In April, The Wing laid off the majority of its hourly workers and half of its corporate workforce because of the pandemic and let go of another 56 workers this month, as CO previously reported.

The company also came under fire over the conditions of its staff at its locations — with some complaining of low pay, long hours and poor treatment — and mistreatment of people of color, the New York Times reported.

In June, co-founder Audrey Gelman resigned as CEO and was replaced by an “Office of the CEO” that includes co-founder Lauren Kassan, Senior Vice President of Marketing and Communications Celestine Maddy and Senior Vice President of Operations Ashley Peterson.

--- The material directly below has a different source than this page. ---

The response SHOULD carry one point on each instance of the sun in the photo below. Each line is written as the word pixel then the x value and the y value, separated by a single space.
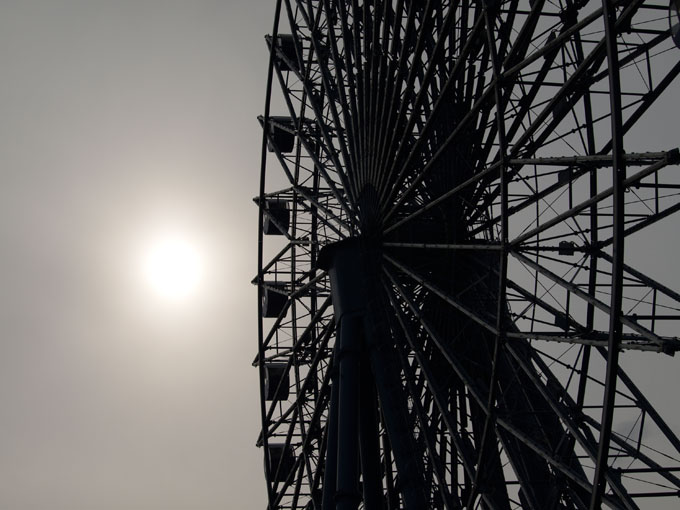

Despite Gelman stepping down from her post, some members have still demanded more change from the company over its mistreatment of black staffers and members. 

A group of 41 former and current members sent a letter last week calling for Gelman to leave the board of directors, for Kassan to resign as CEO, and for a complete change in The Wing’s company culture, Fortune reported.

The Wing’s suit is the latest in a string that landlords have filed against commercial and retail tenants for not paying rent during the pandemic.

Last month, the owner of a NoMad building sued flexible workspace provider Knotel for skipping $169,040 in rent at 25 West 26th Street.